Meu coração meditativo que bebe a luz
Ter-te-ia absorvido, sim, quebrando as leis,
Como o vento das noites que penetra nas pedras
Teu verbo inflamado descesse sobre mim!
Nada te ansiava com tanta indigência:
Ter-te-ia festejado ao som do timbale
Se, no meu triste e laborioso silêncio,
Tivesse ouvido a tua voz e conhecido o teu nome.
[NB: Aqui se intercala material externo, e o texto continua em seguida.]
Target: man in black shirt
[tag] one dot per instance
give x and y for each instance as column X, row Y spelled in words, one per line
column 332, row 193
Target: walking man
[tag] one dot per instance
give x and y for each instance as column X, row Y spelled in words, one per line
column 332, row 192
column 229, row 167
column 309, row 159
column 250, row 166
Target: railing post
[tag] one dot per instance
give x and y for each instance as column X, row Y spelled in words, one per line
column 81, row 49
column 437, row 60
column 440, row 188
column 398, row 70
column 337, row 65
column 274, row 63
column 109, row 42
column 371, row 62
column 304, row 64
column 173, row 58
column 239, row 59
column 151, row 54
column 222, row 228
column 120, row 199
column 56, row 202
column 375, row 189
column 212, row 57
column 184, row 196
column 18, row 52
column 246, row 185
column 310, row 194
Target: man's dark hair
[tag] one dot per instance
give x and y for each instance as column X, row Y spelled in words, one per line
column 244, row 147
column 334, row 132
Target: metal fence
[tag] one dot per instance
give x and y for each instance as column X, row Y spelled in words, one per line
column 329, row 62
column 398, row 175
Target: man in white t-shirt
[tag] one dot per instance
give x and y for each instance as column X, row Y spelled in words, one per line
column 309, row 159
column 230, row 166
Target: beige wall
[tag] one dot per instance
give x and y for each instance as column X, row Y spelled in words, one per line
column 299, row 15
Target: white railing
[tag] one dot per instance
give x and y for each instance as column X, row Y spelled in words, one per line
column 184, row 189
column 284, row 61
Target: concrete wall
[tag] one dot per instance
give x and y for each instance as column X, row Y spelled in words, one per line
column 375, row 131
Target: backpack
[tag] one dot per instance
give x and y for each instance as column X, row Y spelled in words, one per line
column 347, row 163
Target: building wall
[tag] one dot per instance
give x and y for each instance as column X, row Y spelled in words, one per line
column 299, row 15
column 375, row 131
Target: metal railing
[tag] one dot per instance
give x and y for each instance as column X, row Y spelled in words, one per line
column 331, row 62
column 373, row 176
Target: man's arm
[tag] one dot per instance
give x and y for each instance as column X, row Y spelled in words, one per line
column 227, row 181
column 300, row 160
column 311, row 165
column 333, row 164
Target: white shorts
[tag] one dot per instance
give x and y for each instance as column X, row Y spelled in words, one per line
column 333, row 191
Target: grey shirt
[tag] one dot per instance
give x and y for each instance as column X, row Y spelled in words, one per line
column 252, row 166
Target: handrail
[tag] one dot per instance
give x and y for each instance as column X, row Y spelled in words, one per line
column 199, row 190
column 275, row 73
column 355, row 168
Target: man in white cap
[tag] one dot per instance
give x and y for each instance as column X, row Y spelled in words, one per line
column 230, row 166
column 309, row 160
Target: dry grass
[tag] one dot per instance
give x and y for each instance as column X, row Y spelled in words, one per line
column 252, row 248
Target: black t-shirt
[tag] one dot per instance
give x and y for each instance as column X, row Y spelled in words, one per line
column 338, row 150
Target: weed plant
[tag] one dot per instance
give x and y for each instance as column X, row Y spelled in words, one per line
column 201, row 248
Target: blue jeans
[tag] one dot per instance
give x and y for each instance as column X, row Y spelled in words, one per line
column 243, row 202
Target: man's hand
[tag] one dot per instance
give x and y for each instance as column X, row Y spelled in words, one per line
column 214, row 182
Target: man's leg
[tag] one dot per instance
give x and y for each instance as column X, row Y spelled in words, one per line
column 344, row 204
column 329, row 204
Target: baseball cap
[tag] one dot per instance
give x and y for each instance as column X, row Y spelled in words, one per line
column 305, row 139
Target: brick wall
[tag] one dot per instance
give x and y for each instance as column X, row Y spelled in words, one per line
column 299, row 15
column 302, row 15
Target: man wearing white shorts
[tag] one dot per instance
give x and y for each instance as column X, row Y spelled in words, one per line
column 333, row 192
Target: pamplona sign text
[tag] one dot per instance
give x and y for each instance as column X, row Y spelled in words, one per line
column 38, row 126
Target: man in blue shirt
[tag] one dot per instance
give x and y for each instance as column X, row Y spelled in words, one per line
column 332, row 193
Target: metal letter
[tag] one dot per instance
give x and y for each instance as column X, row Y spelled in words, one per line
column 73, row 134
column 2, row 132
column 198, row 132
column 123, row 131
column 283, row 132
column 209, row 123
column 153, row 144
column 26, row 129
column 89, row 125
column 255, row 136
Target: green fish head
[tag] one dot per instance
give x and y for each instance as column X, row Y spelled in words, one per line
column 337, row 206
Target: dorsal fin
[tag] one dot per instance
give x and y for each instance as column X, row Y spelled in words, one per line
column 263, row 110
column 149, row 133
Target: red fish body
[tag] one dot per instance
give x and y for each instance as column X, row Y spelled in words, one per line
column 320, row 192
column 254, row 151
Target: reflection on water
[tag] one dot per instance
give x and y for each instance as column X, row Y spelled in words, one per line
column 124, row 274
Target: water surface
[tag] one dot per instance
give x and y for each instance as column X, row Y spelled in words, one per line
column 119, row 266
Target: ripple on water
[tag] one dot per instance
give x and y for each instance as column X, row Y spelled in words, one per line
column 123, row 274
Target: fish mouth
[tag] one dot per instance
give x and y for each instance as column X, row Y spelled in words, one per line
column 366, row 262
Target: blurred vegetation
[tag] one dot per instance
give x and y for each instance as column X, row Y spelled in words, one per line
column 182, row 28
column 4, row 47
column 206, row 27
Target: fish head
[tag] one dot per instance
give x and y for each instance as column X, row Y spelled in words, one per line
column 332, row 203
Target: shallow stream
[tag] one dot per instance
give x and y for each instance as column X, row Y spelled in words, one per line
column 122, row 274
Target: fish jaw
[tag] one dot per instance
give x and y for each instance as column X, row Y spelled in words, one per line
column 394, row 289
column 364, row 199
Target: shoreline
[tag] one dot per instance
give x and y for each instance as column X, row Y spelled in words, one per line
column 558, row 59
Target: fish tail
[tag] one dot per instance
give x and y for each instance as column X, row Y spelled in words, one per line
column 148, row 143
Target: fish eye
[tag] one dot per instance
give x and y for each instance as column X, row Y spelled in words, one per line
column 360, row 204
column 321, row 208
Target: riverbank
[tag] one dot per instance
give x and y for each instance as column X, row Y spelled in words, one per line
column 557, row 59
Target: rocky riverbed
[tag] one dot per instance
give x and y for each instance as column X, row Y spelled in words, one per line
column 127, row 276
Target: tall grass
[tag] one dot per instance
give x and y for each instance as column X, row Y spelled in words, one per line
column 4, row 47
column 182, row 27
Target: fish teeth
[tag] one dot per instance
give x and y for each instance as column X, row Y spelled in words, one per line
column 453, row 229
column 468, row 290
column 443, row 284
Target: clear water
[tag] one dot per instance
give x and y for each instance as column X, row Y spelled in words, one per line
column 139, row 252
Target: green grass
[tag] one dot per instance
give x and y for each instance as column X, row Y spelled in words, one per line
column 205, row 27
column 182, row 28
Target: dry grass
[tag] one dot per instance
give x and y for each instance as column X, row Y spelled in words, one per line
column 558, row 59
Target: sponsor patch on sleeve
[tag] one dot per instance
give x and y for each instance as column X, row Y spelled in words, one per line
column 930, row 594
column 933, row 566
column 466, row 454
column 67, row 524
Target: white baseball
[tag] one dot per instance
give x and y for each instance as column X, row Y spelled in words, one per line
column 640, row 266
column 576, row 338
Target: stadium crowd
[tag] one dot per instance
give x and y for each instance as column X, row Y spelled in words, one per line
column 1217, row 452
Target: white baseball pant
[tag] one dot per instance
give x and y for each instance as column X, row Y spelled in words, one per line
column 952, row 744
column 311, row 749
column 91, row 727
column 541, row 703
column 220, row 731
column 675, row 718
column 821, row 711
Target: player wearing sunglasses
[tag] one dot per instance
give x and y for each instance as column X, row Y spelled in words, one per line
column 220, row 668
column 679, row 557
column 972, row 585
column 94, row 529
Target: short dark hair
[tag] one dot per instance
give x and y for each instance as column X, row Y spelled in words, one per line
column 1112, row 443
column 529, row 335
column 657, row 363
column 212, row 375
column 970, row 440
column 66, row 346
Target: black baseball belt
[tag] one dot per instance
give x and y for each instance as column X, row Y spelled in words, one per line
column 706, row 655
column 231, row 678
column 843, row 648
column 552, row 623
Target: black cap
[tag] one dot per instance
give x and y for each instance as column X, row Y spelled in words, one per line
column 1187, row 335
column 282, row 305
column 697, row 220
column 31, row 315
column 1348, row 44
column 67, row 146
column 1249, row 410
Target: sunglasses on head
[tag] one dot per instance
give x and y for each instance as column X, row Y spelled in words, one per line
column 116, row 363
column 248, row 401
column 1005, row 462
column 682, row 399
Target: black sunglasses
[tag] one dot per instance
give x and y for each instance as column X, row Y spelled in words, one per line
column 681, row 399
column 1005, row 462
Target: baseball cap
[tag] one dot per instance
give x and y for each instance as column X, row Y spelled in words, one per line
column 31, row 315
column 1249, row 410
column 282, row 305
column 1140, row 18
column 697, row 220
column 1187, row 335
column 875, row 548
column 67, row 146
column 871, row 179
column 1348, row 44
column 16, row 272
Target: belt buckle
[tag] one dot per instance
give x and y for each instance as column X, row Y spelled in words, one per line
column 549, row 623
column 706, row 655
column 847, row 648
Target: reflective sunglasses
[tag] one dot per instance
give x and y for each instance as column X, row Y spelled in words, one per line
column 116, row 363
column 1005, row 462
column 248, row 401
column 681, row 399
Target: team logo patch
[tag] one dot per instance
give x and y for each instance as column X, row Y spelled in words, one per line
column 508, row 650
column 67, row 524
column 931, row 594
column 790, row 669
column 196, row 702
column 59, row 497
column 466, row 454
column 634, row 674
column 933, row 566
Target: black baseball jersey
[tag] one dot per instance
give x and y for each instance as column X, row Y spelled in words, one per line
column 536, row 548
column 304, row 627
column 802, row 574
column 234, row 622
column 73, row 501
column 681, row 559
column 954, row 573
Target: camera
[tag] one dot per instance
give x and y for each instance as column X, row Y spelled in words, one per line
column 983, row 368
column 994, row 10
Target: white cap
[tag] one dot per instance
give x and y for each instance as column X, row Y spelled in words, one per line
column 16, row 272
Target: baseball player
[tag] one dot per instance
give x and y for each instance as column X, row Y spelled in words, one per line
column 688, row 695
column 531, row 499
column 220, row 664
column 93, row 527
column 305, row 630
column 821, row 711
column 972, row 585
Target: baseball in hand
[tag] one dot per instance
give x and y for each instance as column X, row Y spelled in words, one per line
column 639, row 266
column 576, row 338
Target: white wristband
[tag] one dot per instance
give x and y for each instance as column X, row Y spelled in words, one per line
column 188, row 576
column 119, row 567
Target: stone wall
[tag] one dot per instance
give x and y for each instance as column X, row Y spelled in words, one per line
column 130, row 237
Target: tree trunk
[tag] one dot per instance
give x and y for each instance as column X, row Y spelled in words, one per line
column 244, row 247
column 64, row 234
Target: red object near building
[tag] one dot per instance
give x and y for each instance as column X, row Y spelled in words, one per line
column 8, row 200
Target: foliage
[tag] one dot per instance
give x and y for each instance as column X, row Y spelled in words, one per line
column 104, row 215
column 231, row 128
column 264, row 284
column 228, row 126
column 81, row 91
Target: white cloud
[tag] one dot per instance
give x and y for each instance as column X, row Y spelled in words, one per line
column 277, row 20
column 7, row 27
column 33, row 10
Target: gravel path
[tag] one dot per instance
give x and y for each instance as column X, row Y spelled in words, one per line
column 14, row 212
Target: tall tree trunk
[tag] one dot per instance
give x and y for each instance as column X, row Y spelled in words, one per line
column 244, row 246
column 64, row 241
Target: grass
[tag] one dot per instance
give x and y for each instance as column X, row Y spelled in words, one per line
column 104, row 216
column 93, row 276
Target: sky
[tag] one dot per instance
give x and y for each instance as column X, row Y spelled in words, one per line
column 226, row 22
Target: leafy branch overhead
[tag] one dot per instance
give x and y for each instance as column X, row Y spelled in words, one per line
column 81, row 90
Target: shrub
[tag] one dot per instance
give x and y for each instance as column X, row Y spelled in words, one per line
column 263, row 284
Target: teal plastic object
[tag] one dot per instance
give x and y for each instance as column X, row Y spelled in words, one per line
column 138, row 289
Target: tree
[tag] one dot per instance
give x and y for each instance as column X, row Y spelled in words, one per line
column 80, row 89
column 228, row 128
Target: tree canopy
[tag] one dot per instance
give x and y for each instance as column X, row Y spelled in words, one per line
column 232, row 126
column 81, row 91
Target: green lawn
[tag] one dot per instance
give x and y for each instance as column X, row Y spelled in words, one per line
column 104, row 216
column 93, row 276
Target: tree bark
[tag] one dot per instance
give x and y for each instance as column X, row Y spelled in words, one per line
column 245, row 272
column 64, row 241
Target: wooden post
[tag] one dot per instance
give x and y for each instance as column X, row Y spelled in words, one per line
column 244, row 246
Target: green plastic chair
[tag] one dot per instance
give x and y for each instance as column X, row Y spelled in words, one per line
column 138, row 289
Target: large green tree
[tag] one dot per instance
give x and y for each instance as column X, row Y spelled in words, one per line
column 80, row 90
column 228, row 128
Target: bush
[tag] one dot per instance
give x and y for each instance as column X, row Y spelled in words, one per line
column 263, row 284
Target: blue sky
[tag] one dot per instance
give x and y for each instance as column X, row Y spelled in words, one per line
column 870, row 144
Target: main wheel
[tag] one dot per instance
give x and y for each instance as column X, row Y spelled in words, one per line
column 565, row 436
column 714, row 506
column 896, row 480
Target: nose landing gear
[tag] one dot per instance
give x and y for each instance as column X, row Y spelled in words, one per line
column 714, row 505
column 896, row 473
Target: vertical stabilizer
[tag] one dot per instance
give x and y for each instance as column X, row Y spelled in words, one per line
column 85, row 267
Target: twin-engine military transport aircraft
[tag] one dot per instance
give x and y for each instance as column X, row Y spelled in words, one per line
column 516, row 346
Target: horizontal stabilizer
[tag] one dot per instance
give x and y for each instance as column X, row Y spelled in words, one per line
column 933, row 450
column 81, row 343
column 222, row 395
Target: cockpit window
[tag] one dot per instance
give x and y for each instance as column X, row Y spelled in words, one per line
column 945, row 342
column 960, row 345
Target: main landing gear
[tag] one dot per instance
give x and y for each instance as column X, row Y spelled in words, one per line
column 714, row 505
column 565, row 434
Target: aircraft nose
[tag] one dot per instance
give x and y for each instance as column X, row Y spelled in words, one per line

Por mais forte que fosse a sombra nos teus rostos,
Sublime Trindade, eu teria afastado a noite;
Meu espírito teria prosseguido sem fadiga
E eu teria aportado à tua luminosa margem.
Mas nunca nada em mim te revelou,
Senhor! Nem o céu pesado como água parada,
Nem a exaltação do verão sobre os trigais,
Nem o templo jónico na montanha agreste;
Nem os sinos que são um incenso cadenciado,
Nem a coragem humana, nunca recompensada,
Nem os mortos, cujo silêncio hostil e penetrante
Parece uma renúncia invencível e cansada;
Nem as noites em que o espírito sustém como uma prova
A sua aspiração ao bem universal;
Nem a Lua que sonha e vê passar o rio
Dos beijos furtivos sob os céus eternos.
Mas, ai! Nem estas manhãs da minha infância ardente,
Onde, nos prados inundados com uma nuvem de perfume,
Eu sentia, tanto o êxtase em mim jogava sua lança,
Um anjo nos céus que me arrancava o coração!
Mas tem piedade! Que a tua mão pendente
Venha guiar minha sorte dolorosa e desbotada:
Anseio por Ti, Esplendor, Razão deslumbrante!
Mas não te vejo, ó meu Deus! E canto
Por causa do vazio infinito!
Anna de Noailles
Escritora francesa com ascendência na nobreza romena e búlgara, Anna de Noailles (1876-1933) conviveu com a elite artística de época (Marcel Proust, André Gide, Frédéric Mistral, Paul Valéry, Jean Cocteau…).Escreveu três romances e diversa poesia. Foi a primeira mulher a receber a Legião de Honra, que é a mais alta condecoração francesa.